The finished product is called a silicon boule.
This odd thing is quite literally one of the most perfect things humankind has ever made.
The closest thing to perfection.
A totally ordered, totally pure crystal of silicon.
Here I am looking v happy holding the end of one. Heavy!

That perfect silicon sausage is then sliced and buffed and polished over the course of weeks or months. Doing this, by the way, is super hard. Shin-Etsu, one company I talked to about this, don’t EVER let anyone in to see this in case people steal its secrets.
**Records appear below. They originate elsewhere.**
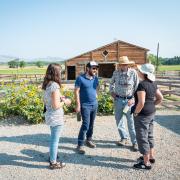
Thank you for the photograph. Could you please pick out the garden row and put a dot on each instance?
(26, 100)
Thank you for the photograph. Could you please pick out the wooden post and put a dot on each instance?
(157, 60)
(170, 89)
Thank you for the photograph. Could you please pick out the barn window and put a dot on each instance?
(105, 53)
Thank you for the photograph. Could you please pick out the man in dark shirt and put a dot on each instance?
(86, 102)
(146, 97)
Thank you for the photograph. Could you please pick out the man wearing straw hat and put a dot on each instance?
(123, 85)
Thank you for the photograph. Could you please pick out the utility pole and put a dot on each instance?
(157, 58)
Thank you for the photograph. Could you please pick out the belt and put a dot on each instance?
(127, 97)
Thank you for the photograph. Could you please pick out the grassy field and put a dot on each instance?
(27, 70)
(36, 70)
(169, 68)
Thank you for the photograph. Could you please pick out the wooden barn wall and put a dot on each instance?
(114, 52)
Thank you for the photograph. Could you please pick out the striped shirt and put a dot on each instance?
(53, 117)
(124, 83)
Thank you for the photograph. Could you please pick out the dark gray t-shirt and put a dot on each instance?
(53, 117)
(150, 88)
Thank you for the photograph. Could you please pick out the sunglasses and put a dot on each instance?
(94, 68)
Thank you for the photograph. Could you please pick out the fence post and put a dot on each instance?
(170, 89)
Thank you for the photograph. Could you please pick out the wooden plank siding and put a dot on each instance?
(115, 50)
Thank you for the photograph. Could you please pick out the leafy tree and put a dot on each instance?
(39, 64)
(22, 64)
(14, 63)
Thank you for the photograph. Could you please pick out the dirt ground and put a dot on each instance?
(24, 151)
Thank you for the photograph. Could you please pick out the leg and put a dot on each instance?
(142, 128)
(91, 124)
(85, 113)
(55, 134)
(131, 128)
(118, 103)
(151, 138)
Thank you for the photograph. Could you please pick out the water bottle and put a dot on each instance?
(78, 116)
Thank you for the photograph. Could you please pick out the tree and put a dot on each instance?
(14, 63)
(153, 59)
(22, 64)
(39, 64)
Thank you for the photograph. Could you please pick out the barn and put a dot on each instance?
(107, 57)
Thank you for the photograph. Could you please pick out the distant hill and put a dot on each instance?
(6, 59)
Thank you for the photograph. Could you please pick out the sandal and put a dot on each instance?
(56, 165)
(141, 165)
(152, 161)
(50, 160)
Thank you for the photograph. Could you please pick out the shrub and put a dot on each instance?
(26, 100)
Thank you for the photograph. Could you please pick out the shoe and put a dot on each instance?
(56, 165)
(141, 165)
(152, 161)
(135, 147)
(56, 158)
(80, 150)
(122, 142)
(90, 144)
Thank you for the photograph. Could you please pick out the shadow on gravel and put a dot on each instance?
(22, 161)
(43, 140)
(32, 157)
(171, 122)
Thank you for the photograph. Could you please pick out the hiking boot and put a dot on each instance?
(135, 147)
(90, 144)
(80, 149)
(122, 142)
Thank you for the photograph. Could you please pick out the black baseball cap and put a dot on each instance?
(91, 64)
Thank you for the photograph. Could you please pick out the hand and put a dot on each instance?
(113, 95)
(78, 108)
(131, 102)
(67, 101)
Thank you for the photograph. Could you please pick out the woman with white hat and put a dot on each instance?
(147, 96)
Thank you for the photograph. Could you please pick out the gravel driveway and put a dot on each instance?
(24, 151)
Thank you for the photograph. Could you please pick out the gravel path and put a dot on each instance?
(24, 152)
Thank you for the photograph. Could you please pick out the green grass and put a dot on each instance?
(169, 68)
(23, 71)
(172, 97)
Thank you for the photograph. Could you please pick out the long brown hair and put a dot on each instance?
(53, 73)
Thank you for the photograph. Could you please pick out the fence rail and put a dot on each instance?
(170, 83)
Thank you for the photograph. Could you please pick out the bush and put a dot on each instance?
(26, 100)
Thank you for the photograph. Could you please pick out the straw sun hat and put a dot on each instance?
(123, 60)
(147, 69)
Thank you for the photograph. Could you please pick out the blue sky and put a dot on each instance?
(66, 28)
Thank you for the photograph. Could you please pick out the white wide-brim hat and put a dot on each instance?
(147, 69)
(124, 60)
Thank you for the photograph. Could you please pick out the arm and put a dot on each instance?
(141, 100)
(77, 99)
(55, 97)
(136, 81)
(112, 87)
(159, 97)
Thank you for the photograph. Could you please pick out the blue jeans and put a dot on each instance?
(88, 113)
(54, 140)
(119, 106)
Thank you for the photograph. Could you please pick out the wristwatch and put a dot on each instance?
(135, 114)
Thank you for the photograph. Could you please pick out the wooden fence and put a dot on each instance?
(169, 83)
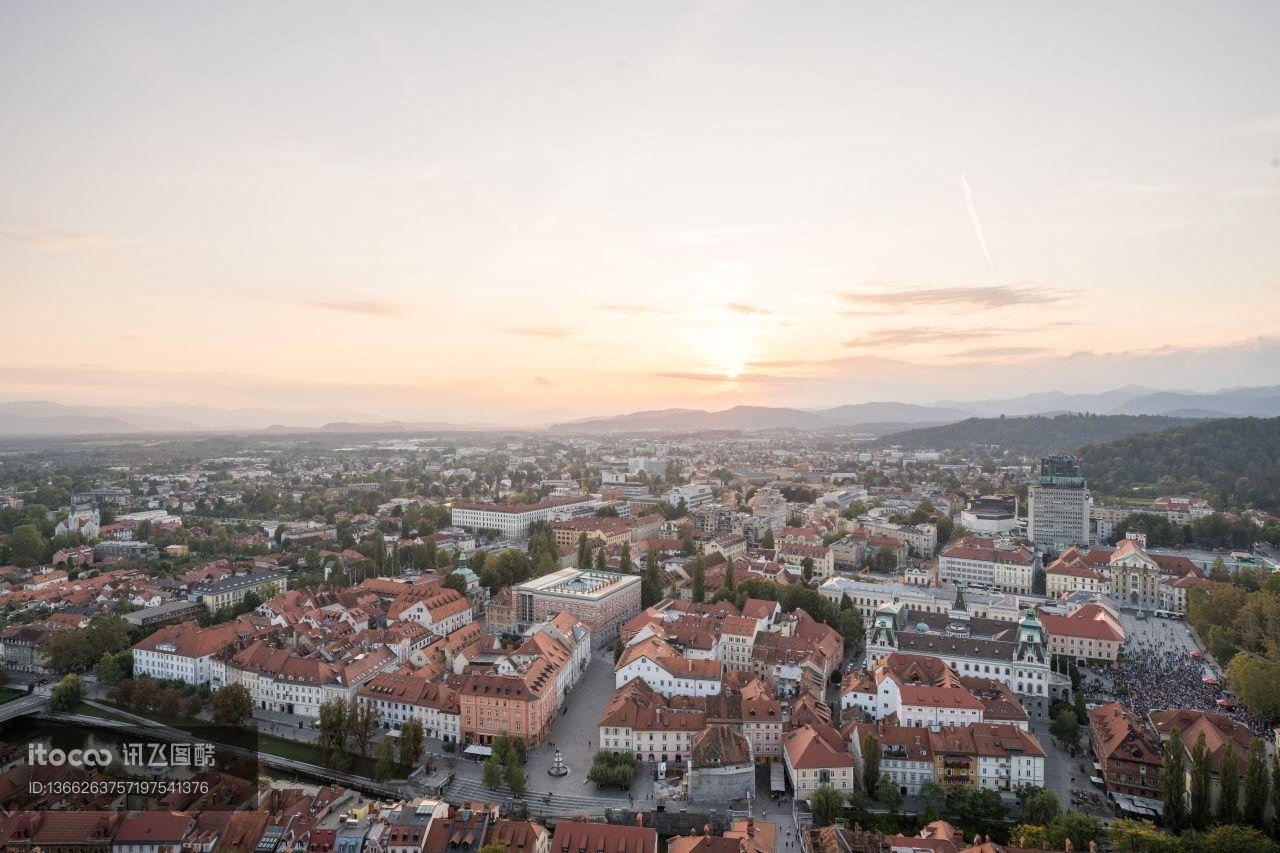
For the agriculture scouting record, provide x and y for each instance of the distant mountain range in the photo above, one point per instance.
(1033, 436)
(42, 418)
(755, 418)
(880, 418)
(1137, 400)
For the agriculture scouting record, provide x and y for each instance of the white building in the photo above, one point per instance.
(662, 667)
(512, 520)
(1059, 506)
(991, 564)
(183, 652)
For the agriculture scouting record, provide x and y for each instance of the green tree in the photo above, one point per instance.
(932, 794)
(232, 706)
(453, 580)
(361, 724)
(827, 806)
(650, 583)
(515, 775)
(1275, 792)
(888, 794)
(1202, 784)
(26, 544)
(1233, 838)
(1065, 726)
(108, 670)
(67, 693)
(385, 760)
(1041, 807)
(1028, 835)
(493, 770)
(1257, 682)
(1229, 785)
(1141, 836)
(411, 743)
(1174, 781)
(698, 582)
(871, 763)
(850, 626)
(1079, 828)
(333, 734)
(1256, 784)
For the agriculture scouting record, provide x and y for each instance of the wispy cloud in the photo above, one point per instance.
(542, 331)
(361, 308)
(905, 336)
(53, 238)
(913, 334)
(997, 352)
(635, 310)
(718, 377)
(983, 297)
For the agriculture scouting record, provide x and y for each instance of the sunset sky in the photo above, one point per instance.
(528, 211)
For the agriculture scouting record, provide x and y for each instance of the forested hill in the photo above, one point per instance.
(1234, 463)
(1032, 436)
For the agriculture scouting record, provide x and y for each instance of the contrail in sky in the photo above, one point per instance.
(977, 224)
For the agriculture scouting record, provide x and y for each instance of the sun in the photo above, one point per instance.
(726, 350)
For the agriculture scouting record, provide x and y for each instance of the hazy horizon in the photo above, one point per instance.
(524, 214)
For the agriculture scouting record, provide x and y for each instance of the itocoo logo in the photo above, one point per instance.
(39, 753)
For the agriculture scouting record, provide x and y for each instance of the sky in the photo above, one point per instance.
(519, 213)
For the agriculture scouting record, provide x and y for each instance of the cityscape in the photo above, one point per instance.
(640, 428)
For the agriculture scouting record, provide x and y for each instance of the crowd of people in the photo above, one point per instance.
(1160, 674)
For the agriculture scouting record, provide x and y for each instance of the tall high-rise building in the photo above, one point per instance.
(1059, 507)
Especially China.

The finished product is this.
A totally pure, essentially perfect circular wafer of silicon.
This is what is shipped to TSMC and other semiconductor manufacturers, where they begin their part in the wondrous process of creating computer chips.
What began as rock is now perfect!

The point here is that even BEFORE the bit we’re more familiar with - the etching and deposition at a semiconductor fab - the silicon has poss been around the world a few times.
It’s been transformed again and again, in mind-bending ways.
And this is the bit we rarely hear about!

And all to provide the silicon many semiconductor experts assume began as a grain of sand.
But it didn’t.
As you now know!
That atom of silicon’s journey is, to me at least, JUST as amazing as the journey that follows, where it’s turned into that thing in your smartphone.

It’s just one of the stories in #materialworld.
I started out asking the same thing I did re silicon:
Where the stuff we use every day actually COMES from.
What do we DO to turn it into everyday products?